Pivoting Your Idea Factory for Speed
Pre-COVID organizations could come up with an idea on a Monday, build and brainstorm upon it throughout the week, sleep on it over the weekend and put it into motion the following Monday. And you could be proud of your team for accomplishing something creative and executable in just one week! This could be anything from a media tour to a social media campaign or to a CEO video. Enter COVID-19, the accelerant.
Like the news cycle, the idea cycle is spinning at a break-neck pace. Seven days might as well be seven years. As with everything else, organizations need to pivot away from the old way of executing ideas: ideate, marinate, execute. It’s time to embrace the new velocity of the “Idea Factory,” and to shorten the idea cycle.

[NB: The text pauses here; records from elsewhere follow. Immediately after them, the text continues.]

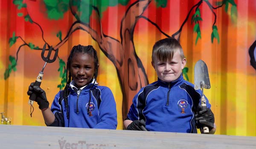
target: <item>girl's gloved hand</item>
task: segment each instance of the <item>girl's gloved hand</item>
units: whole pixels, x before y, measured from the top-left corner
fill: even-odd
[[[43,110],[47,109],[49,106],[49,102],[46,98],[45,92],[41,89],[40,87],[34,86],[35,83],[32,83],[29,86],[29,90],[27,92],[28,95],[31,95],[33,93],[36,95],[36,98],[35,101],[36,102],[39,106],[39,109]]]

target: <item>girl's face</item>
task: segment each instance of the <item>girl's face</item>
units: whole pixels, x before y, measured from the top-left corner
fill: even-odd
[[[70,69],[75,86],[80,89],[88,84],[93,77],[94,59],[87,54],[76,53],[71,60]]]

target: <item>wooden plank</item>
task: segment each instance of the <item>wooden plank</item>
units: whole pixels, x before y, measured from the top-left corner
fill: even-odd
[[[1,149],[256,149],[256,137],[0,125]]]

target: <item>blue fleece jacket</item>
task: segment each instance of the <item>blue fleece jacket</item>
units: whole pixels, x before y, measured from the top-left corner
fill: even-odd
[[[148,131],[197,133],[194,116],[201,95],[182,74],[170,83],[158,79],[136,95],[127,119],[144,119]]]
[[[116,129],[117,121],[116,102],[111,90],[107,87],[94,85],[92,87],[90,108],[91,115],[90,116],[87,112],[91,85],[92,83],[80,91],[68,89],[69,119],[67,117],[63,90],[59,92],[51,108],[55,116],[55,120],[49,126]],[[60,96],[62,97],[60,98]]]

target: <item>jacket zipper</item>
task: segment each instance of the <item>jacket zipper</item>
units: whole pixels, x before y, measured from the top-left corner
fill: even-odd
[[[169,106],[169,95],[170,94],[170,91],[171,90],[171,84],[168,84],[168,92],[167,92],[167,101],[166,102],[166,106]]]
[[[77,98],[76,98],[76,114],[79,114],[79,110],[78,109],[78,98],[80,94],[77,94]]]

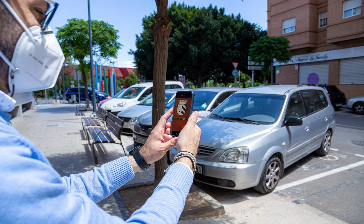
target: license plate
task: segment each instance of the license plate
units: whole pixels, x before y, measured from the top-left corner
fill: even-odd
[[[196,172],[203,174],[202,172],[202,166],[197,164],[196,165]]]
[[[140,143],[141,144],[145,144],[145,142],[147,141],[147,139],[145,139],[144,138],[138,138],[137,137],[135,138],[135,142],[138,142],[138,143]]]

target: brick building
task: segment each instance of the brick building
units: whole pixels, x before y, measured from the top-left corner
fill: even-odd
[[[290,41],[276,82],[335,85],[364,95],[364,0],[268,0],[268,35]]]

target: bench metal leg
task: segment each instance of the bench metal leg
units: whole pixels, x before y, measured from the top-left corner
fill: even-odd
[[[96,157],[96,154],[95,152],[95,143],[92,142],[92,152],[94,154],[94,159],[95,160],[95,164],[98,164],[99,163],[97,161],[97,157]]]

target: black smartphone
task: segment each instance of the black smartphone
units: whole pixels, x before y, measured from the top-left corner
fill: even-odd
[[[178,91],[176,93],[172,119],[171,135],[177,137],[187,123],[192,113],[195,95],[192,91]]]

If your organization has a good pitch idea on Monday, then it needs to be pitched on Monday. Tuesday should then be the focus of the next great idea. Rinse and repeat. The idea cycle is moving as fast as the media cycle and companies need to adjust to this in a quick and nimble way. The adjustment can be as simple as shortening your media pitches to 1-2 sentences so they can be out the door the same day. Get to the point. Succinctly demonstrate your offer and why it fits their audience. What’s new. What’s different. Pitch. Move on.
For non-pitch ideas, quick activation can become more complicated but very possible. For social media or videos – make sure your creative team has what it needs to pull together a quick graphic or edit a video that is shot at home. Quickly. Get prepared, now. Make sure your social media channels are active and approved to run issue ads. Focus on messaging that resonates that day. Use digital to get your ideas out quickly to your key audience.
Is this idea cycle sustainable for years to come? Probably not in the long term. However, as we all adjust to our new normal and keep pivoting as the news changes, organizations need to be ready to turn their “Idea Factory” on for at least the near future to keep our audiences engaged during the COVID information glut, shortened attention span and the 90-minute news cycle.